The British brand has dubbed the Spectre as the “world’s first ultra-luxury electric super coupe”
After much anticipation, Rolls-Royce has finally revealed its very first electric vehicle in the form of the Spectre coupe.
Like all Rolls-Royce vehicles, the fully-electric Spectre is the height of excess in more ways than one, measuring at over 5.4-metres long, and weighing a touch under 3-tonnes.
Continuing this theme of big things are the 23-inch wheels that it comes on, and the fact that it gets the widest front grille ever fitted to a Rolls-Royce vehicle.
Taking its underpinnings from the original Phantom, the Spectre sits on Rolls-Royce’s Architecture of Luxury, which has since been updated to accommodate electric drivetrain technology.
Though exact details surrounding the battery haven’t been revealed, Rolls-Royce did state that it weighs 700kg. With the addition of the battery into the platform, the Spectre is 30 per cent stiffer than any previous Rolls-Royce vehicle.
This hefty battery powers a pair of electric motors that sit on each axle to create an all-wheel drive system. These work together to produce 430kW and 900Nm, which will send the Spectre to 100km/h in a claimed 4.5-seconds.
The Spectre is expected to possess a driving range of up to 520km from a single charge, and achieve an efficiency figure of 21kWh/100km.

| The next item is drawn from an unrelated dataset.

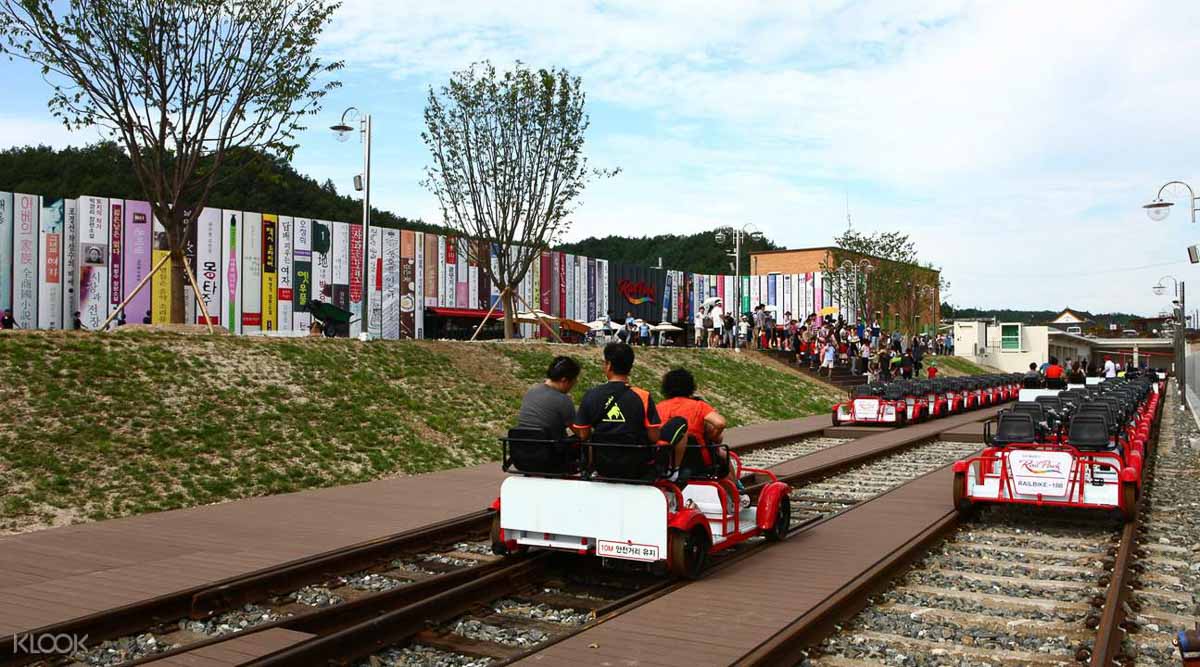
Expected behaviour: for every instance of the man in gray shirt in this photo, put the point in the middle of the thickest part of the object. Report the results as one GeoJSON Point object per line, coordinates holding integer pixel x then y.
{"type": "Point", "coordinates": [547, 406]}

Though Rolls-Royce hasn’t stated the size of the Spectre’s battery, some basic maths gets us to a usable figure of 111kWh. Considering that the BMW iX uses a 111kWh battery, there’s potential for the same unit to be used, but with more modules in the Spectre.
With a drag coefficient of 0.25, the Spectre is now the most aerodynamic Rolls-Royce of all time. This was somewhat helped by a re-designed Spirit of Ecstasy that reflects a more sporty vehicle.
To achieve the brand’s staple ‘magic carpet ride’ in the Spectre, Rolls-Royce uses a complex electronically-controlled suspension system that can decouple the car’s anti-roll bars on the fly. This allows for each wheel to act independently in a straight line, preventing rocking motions.
When a corner is detected, the system will re-engage the anti-roll bars and stiffen the suspension to prevent lateral roll. The four-wheel steering system works in conjunction to retain maximum stability.
On the inside, the Spectre keeps the traditional Rolls-Royce theme, but updates things with a semi-digital dash. The same star-lit roof is also there, but this now extends across the doors and the dash.
Rolls-Royce is yet to reveal pricing information for the Spectre, but has confirmed that deliveries are expected to start in the final quarter of 2023.
To give context of where this Spectre will be priced, the cheapest vehicle Rolls-Royce sells in Australia is the Cullinan at $635,000 before on-road costs. At the other end of the spectrum is the Phantom at $915,400. It’s likely that the Spectre will land something in the middle of this rather large gap.